Whilst I agree in regards to _Garro: Oath of Moment_ in particular, some of the other Heresy (and BL in general) audios have been decent. _Raven's Flight_ and _Throne of Lies_ both spring to mind. There is a lot of potential though in having three different formats (novel, short story compilation, and audio book) for the Heresy series, and if used correctly can really bring a lot of integrity to the series.

_Garro: Oath_ just seemed to be riding on the success of the character of Garro as fleshed out in _Flight of the Eisenstein_ without adding to the Heresy storyline whatsoever, nor the character of Garro. That coupled with James Swallow's seeming lack of effort in regards to the terminology that has appeared in both _Nemesis_ and _Oath_ now just made it a wasted potential really.


----------



## Flayed 0ne (Aug 29, 2010)

...i think the audios are great (even though -some- of the voice acting is hokey)...especialy for those who dont really have time to do nothing else but sit down and read...i drive a truck around the city all day and am very greatful i can take my 40k to work with me...alternatively, the audios are great for painting sessions, keeping in the mood and all...the audios just serve a diffrent purpose...allowing you to go about your daily routine and still be entertained...

...till you finaly -get- the time to go sit and give a book a proper read.


...short stories...i honestly havent read any yet...ive recently finished my first actual BL book, Soul Hunter, and have just cracked open The First Heretic (ADB is just awesome)...the audio short stories were definately good enough to awaken my hunger for Fluff though...i will eventualy read and/or listen to -everything-!

:victory:


----------



## raider1987 (Dec 3, 2010)

Some short stories and audio books are very good and expand on already known knowledge, where as some don't work as well.

I mean I have listened to ravens flight, the dark king and The lightning tower and I have currently read 3 of the short stories in tales of heresy. Some have been excelent, some have been good and some not so good. 

I mean ravens flight was mostly brilliant, yes a little weak on the character development, but corax really didn't have a part large enough in Fulgrim during the Issvan V battle, although I understand that this has now been expanded upon in first heretic.
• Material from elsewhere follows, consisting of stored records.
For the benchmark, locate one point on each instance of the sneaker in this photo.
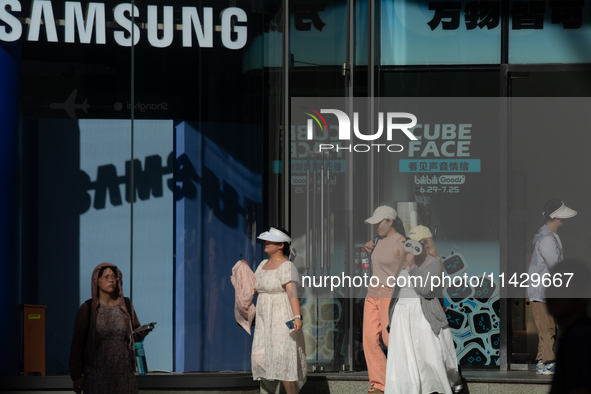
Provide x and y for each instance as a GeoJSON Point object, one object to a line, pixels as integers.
{"type": "Point", "coordinates": [457, 388]}
{"type": "Point", "coordinates": [540, 367]}
{"type": "Point", "coordinates": [548, 369]}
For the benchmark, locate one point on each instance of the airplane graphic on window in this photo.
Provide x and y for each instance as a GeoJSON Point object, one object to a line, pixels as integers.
{"type": "Point", "coordinates": [70, 105]}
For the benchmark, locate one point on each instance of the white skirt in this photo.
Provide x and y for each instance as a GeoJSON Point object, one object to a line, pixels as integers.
{"type": "Point", "coordinates": [419, 362]}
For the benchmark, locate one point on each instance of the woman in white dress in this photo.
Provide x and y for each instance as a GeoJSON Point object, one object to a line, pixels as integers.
{"type": "Point", "coordinates": [278, 352]}
{"type": "Point", "coordinates": [421, 354]}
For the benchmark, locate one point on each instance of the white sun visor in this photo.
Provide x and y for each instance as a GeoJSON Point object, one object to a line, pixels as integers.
{"type": "Point", "coordinates": [274, 235]}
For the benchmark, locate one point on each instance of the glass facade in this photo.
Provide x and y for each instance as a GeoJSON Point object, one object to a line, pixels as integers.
{"type": "Point", "coordinates": [164, 137]}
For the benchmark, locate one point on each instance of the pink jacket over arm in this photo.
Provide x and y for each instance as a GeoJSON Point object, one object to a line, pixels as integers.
{"type": "Point", "coordinates": [243, 281]}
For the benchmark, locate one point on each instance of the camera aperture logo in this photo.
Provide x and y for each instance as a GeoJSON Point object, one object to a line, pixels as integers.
{"type": "Point", "coordinates": [344, 130]}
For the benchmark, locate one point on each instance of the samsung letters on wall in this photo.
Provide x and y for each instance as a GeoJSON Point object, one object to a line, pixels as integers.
{"type": "Point", "coordinates": [195, 22]}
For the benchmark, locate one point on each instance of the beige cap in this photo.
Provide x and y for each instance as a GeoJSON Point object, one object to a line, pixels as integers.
{"type": "Point", "coordinates": [419, 232]}
{"type": "Point", "coordinates": [381, 213]}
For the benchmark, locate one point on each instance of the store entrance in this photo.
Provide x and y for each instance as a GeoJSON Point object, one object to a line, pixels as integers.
{"type": "Point", "coordinates": [545, 163]}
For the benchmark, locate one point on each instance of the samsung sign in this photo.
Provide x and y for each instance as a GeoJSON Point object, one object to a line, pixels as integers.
{"type": "Point", "coordinates": [93, 23]}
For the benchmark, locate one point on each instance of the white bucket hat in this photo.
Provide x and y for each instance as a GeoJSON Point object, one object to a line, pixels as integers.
{"type": "Point", "coordinates": [381, 213]}
{"type": "Point", "coordinates": [563, 212]}
{"type": "Point", "coordinates": [274, 235]}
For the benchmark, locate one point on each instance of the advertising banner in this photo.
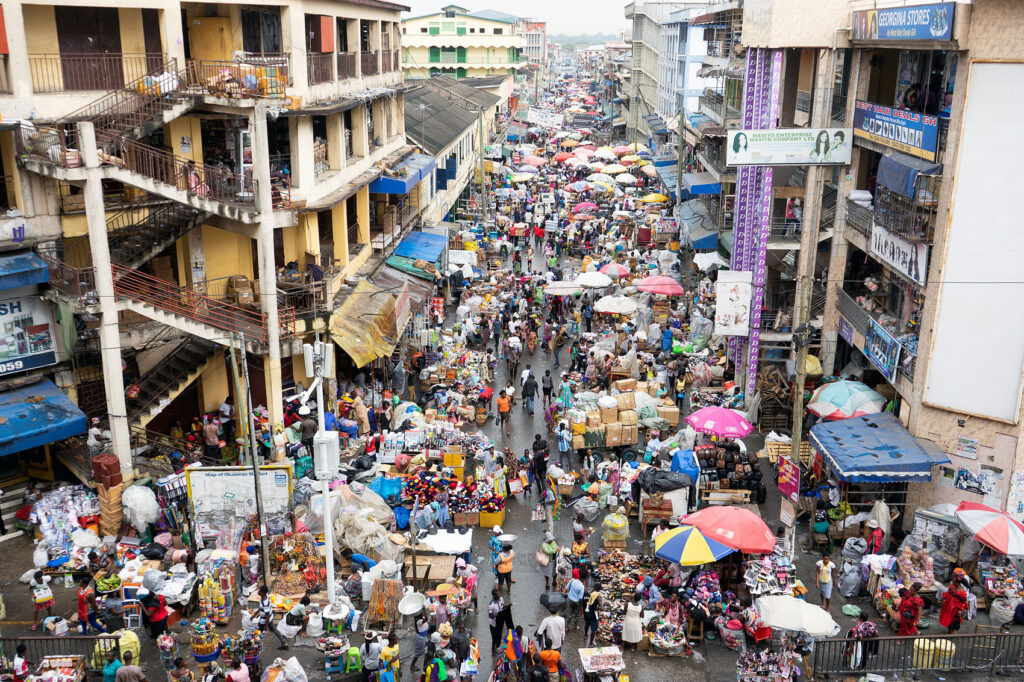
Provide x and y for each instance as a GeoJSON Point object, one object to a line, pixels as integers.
{"type": "Point", "coordinates": [883, 349]}
{"type": "Point", "coordinates": [732, 310]}
{"type": "Point", "coordinates": [790, 146]}
{"type": "Point", "coordinates": [27, 334]}
{"type": "Point", "coordinates": [909, 132]}
{"type": "Point", "coordinates": [907, 258]}
{"type": "Point", "coordinates": [929, 23]}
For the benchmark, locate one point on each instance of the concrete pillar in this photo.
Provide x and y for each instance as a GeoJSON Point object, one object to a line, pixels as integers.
{"type": "Point", "coordinates": [110, 333]}
{"type": "Point", "coordinates": [267, 269]}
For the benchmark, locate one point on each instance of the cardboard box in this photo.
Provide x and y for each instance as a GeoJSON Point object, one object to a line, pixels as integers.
{"type": "Point", "coordinates": [626, 384]}
{"type": "Point", "coordinates": [669, 413]}
{"type": "Point", "coordinates": [629, 417]}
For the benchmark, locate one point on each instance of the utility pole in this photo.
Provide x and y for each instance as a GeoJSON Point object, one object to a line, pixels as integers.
{"type": "Point", "coordinates": [254, 449]}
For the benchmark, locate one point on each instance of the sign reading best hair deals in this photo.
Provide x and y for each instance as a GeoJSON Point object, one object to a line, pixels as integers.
{"type": "Point", "coordinates": [790, 146]}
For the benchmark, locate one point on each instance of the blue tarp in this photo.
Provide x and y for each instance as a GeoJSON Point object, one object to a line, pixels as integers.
{"type": "Point", "coordinates": [422, 246]}
{"type": "Point", "coordinates": [23, 269]}
{"type": "Point", "coordinates": [418, 166]}
{"type": "Point", "coordinates": [873, 449]}
{"type": "Point", "coordinates": [37, 415]}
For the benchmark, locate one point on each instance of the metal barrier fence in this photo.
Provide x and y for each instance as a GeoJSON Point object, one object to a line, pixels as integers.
{"type": "Point", "coordinates": [995, 652]}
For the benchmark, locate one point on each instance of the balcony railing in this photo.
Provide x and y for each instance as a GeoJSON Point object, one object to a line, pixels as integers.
{"type": "Point", "coordinates": [101, 71]}
{"type": "Point", "coordinates": [369, 64]}
{"type": "Point", "coordinates": [255, 75]}
{"type": "Point", "coordinates": [320, 68]}
{"type": "Point", "coordinates": [348, 65]}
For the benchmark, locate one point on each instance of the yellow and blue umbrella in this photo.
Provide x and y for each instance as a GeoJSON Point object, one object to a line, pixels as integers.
{"type": "Point", "coordinates": [688, 547]}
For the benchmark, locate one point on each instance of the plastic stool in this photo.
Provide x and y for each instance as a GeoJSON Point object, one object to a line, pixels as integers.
{"type": "Point", "coordinates": [353, 662]}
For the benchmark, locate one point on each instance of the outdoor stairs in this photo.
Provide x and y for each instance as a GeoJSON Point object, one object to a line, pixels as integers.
{"type": "Point", "coordinates": [170, 377]}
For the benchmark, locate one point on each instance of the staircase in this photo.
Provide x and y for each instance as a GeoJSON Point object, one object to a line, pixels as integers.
{"type": "Point", "coordinates": [137, 235]}
{"type": "Point", "coordinates": [168, 379]}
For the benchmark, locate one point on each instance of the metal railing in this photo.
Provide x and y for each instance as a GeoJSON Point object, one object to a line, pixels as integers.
{"type": "Point", "coordinates": [993, 653]}
{"type": "Point", "coordinates": [348, 65]}
{"type": "Point", "coordinates": [202, 180]}
{"type": "Point", "coordinates": [40, 646]}
{"type": "Point", "coordinates": [370, 64]}
{"type": "Point", "coordinates": [320, 68]}
{"type": "Point", "coordinates": [254, 75]}
{"type": "Point", "coordinates": [100, 71]}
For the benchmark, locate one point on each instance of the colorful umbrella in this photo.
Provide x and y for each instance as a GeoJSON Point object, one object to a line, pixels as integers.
{"type": "Point", "coordinates": [991, 527]}
{"type": "Point", "coordinates": [614, 270]}
{"type": "Point", "coordinates": [660, 285]}
{"type": "Point", "coordinates": [737, 527]}
{"type": "Point", "coordinates": [842, 399]}
{"type": "Point", "coordinates": [721, 422]}
{"type": "Point", "coordinates": [688, 547]}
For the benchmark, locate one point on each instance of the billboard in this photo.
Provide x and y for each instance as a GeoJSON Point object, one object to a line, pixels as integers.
{"type": "Point", "coordinates": [909, 132]}
{"type": "Point", "coordinates": [27, 334]}
{"type": "Point", "coordinates": [907, 258]}
{"type": "Point", "coordinates": [928, 23]}
{"type": "Point", "coordinates": [883, 349]}
{"type": "Point", "coordinates": [790, 146]}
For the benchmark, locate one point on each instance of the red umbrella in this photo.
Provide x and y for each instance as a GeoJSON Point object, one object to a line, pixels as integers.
{"type": "Point", "coordinates": [660, 285]}
{"type": "Point", "coordinates": [734, 527]}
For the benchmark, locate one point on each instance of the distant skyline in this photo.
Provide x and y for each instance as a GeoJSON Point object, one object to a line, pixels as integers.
{"type": "Point", "coordinates": [565, 16]}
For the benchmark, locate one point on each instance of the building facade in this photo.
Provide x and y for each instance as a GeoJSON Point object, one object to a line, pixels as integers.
{"type": "Point", "coordinates": [459, 43]}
Thanks to the audio book which is basically a short story, I know have at least some understanding of the character and know just how badass he is. 

The dark king gave me some information on Rogal Dorn and a load on Konrad Curze. Curze I found fascinating while Dorn was just stoic and boring, with flashes of anger like he has shown during Flight of the eisenstein. Curze I found badass and his voice was awesome, his power was also frightening. 

The lightening tower was a audio book that I really didn't like, it was just Dorn Monologuing what we mostly already knew if you read machanicum. It was just an expansion of a scene that had been done better before in an excellent book. 

Blood games by Dan Abnett was excellent, it gives you some truly brilliant moments, and gives you a look into the lives of the custodies. It also gave me a much better look at Rogal Dorn. 

The Wolf at the door by Mike Lee, who wrote the BRILLIANT Fallen angels is also outstanding. At over 100 pages it was a long short story, but the best I have read. Some excellent battles are shown and it gives us the first proper look at the space wolves in the series, and the author pulls it off much better than Ben Counter did with the battle for the abyss, this story serves as a great prequel to A Thousand Sons, which I will be on to soon and I can't wait to get there. 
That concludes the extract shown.